Universal // Unrated // October 19, 2004
List Price: $29.98 [Buy now and save at Amazon]

Review by DVD Savant | posted January 12, 2005 | E-mail the Author

Reviewed by
Glenn Erickson

Just about the cleverest technical tricks of the 1930s this side of King Kong were developed for Universal's first instalment of The Invisible Man, a movie that used to start playground fights as kids argued whether it was a horror movie, or an early science fiction film.

It's obviously Sci-Fi, but Universal did its best to promote it as a continuation of its big-boxoffice monster cycle. Transgressing scientist Griffin is promoted as a prime mad doctor, and his rather useful-looking experiments are treated like the usual heresy.

Universal ended up making about seven features where invisible people walked among us and the Universal The Invisible Man: The Legacy Collection gives us five of them in a spiffy two disc collection, high in quality and low in price. Seven years after the original, Uni resurrected the idea for two more semi-sequels, one spin-off and an oddball remake from an unusual perspective.


The Invisible Man
1933 / 71 min.
Starring Claude Rains, Gloria Stuart, William Harrigan, Henry Travers, Una O'Connor, Forrester Harvey, Holmes Herbert, E.E. Clive
Art Direction Charles D. Hall
Film Editor Ted Kent
Written by R.C. Sherriff
Produced by Carl Laemmle Jr.
Directed by James Whale

This quality classic is said to have had some extra script-doctoring done by Philip Wylie (When Worlds Collide) and none other than Preston Sturges. It was a pet project of top Universal director James Whale, and, at least in certain scenes, shares an eccentric sense of humor with his previous The Old Dark House. Una O'Connor is hilarious for once, wailing and pulling faces at the antics of her invisible tenant. The invisible man encourages the levity, laughing as he disrobes (revealing nothing beneath his bandages) and skipping down the road in only a pair of pants while singing "here we go gathering nuts in May."
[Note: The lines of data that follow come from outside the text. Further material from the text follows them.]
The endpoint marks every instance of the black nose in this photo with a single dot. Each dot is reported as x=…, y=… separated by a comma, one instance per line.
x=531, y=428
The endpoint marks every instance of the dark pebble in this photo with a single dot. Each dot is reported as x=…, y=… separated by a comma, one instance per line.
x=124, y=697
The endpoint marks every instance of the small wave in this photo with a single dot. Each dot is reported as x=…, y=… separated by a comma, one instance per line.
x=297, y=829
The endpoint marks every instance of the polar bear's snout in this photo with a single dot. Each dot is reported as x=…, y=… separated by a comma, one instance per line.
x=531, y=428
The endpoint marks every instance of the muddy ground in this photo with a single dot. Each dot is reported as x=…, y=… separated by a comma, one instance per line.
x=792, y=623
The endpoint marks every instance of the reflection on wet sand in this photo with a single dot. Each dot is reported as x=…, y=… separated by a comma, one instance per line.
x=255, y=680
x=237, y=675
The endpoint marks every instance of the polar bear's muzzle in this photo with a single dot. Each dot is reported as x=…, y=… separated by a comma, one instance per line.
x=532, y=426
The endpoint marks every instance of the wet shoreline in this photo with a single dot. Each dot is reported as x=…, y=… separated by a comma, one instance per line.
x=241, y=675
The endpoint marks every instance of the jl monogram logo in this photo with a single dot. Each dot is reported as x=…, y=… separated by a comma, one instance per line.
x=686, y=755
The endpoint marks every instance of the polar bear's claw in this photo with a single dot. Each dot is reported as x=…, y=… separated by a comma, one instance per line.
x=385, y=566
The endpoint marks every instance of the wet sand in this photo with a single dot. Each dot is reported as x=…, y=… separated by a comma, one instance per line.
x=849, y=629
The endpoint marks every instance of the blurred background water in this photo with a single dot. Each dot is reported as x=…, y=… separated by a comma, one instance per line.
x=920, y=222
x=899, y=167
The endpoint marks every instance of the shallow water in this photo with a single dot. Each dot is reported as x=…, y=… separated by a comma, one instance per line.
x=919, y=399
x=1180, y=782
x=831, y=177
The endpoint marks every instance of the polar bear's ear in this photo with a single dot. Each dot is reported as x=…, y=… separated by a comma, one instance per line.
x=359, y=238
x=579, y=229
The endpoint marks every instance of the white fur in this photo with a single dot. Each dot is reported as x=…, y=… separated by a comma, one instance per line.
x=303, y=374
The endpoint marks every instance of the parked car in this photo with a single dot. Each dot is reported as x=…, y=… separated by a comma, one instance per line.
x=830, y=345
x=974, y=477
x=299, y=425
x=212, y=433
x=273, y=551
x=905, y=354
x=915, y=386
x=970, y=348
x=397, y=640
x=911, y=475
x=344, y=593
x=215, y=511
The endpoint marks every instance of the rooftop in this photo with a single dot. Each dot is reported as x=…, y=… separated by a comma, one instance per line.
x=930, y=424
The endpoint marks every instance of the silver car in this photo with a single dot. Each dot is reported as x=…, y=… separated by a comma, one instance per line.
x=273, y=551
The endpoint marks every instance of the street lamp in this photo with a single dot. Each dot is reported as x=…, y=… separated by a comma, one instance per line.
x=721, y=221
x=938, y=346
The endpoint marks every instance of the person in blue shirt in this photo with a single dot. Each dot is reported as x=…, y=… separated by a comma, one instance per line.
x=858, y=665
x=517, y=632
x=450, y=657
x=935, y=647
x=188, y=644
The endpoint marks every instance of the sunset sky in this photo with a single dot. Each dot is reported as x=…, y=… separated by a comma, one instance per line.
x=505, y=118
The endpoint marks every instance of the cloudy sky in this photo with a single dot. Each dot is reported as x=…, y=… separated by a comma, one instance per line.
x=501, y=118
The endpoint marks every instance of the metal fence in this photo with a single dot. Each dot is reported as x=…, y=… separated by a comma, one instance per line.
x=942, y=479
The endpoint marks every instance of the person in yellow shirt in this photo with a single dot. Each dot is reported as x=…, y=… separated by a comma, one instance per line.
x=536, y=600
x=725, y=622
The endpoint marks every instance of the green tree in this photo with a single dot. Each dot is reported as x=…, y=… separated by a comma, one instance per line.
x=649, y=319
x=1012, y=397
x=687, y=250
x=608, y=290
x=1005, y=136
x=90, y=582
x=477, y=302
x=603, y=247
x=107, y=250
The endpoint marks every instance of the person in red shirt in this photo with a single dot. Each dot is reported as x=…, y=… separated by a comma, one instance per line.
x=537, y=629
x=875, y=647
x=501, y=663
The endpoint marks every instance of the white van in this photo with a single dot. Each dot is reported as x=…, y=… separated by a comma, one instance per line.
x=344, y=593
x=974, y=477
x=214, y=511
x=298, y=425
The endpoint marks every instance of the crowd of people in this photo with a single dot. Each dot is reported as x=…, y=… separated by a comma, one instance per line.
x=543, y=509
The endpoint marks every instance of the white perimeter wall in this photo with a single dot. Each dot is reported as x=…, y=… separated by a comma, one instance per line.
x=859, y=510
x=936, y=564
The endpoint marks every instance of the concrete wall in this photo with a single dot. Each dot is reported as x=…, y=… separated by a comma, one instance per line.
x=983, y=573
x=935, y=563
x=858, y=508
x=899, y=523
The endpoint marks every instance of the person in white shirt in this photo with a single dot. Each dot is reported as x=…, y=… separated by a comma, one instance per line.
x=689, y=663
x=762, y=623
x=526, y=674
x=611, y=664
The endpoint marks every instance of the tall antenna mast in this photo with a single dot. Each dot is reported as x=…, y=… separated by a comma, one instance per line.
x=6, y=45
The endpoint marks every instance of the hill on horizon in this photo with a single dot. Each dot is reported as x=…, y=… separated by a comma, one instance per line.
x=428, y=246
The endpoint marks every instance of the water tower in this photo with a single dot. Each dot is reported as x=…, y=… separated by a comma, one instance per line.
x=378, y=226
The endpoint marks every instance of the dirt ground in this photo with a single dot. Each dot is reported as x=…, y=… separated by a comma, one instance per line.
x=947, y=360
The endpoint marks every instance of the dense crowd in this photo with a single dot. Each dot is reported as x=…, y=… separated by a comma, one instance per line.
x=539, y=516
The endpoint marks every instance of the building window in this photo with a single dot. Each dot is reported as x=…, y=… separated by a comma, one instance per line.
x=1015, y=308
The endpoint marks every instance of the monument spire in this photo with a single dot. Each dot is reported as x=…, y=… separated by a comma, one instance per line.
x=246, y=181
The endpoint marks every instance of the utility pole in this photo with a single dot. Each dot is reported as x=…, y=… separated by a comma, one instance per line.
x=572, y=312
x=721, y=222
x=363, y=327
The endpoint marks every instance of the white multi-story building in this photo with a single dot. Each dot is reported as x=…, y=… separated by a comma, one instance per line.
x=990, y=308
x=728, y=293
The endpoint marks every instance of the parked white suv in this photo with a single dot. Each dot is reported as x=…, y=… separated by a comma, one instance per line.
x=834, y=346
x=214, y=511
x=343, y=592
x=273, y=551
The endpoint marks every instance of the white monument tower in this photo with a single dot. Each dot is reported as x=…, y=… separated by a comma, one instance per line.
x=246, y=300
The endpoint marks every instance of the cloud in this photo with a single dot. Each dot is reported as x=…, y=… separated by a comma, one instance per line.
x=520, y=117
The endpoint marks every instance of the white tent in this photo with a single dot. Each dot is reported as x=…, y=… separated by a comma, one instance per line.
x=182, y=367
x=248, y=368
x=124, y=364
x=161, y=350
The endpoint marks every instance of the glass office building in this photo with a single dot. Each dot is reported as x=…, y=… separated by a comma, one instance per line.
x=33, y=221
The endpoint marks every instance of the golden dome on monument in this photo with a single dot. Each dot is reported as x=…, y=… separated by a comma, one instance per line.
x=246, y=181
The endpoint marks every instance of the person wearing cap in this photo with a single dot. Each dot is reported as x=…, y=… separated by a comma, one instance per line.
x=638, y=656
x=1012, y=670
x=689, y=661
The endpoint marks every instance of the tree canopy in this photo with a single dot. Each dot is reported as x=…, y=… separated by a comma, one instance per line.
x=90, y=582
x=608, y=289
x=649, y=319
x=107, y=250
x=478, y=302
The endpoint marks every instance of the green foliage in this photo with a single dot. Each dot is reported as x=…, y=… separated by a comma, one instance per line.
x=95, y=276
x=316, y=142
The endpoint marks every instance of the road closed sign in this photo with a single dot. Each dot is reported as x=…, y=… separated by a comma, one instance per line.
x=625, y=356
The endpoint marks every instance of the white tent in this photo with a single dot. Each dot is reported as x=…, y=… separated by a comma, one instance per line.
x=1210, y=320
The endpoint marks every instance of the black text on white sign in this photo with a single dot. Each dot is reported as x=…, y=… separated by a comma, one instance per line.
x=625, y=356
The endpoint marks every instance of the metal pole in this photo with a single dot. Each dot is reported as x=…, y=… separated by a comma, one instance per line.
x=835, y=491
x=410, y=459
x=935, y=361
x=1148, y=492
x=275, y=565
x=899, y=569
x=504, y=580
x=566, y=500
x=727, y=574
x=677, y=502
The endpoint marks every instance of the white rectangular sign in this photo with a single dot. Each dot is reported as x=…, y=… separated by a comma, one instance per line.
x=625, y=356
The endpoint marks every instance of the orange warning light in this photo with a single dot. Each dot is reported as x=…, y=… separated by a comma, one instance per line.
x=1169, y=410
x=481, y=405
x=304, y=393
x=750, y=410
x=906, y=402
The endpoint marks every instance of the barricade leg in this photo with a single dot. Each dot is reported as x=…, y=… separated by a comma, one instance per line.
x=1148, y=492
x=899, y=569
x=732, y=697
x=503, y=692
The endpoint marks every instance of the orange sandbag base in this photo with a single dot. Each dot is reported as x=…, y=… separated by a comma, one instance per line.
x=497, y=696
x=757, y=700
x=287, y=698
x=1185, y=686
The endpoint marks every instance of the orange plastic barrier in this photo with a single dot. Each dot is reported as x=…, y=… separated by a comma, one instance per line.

The Invisible Man was the American debut of the celebrated Claude Rains, who for the entire film has to make do with his remarkably versatile voice. According to David J. Skal, only hearing Rains' plummy voice disguised the fact that he was new to pictures and tended to overact. It wasn't much later that he learned to tone himself down for the silver screen, and the rest is historical highlights like Casablanca and King's Row. Rains indeed wears bandages (and a cool pair of wrap-around shades) throughout the film, and even though he's not very tall, still cuts a frightening figure.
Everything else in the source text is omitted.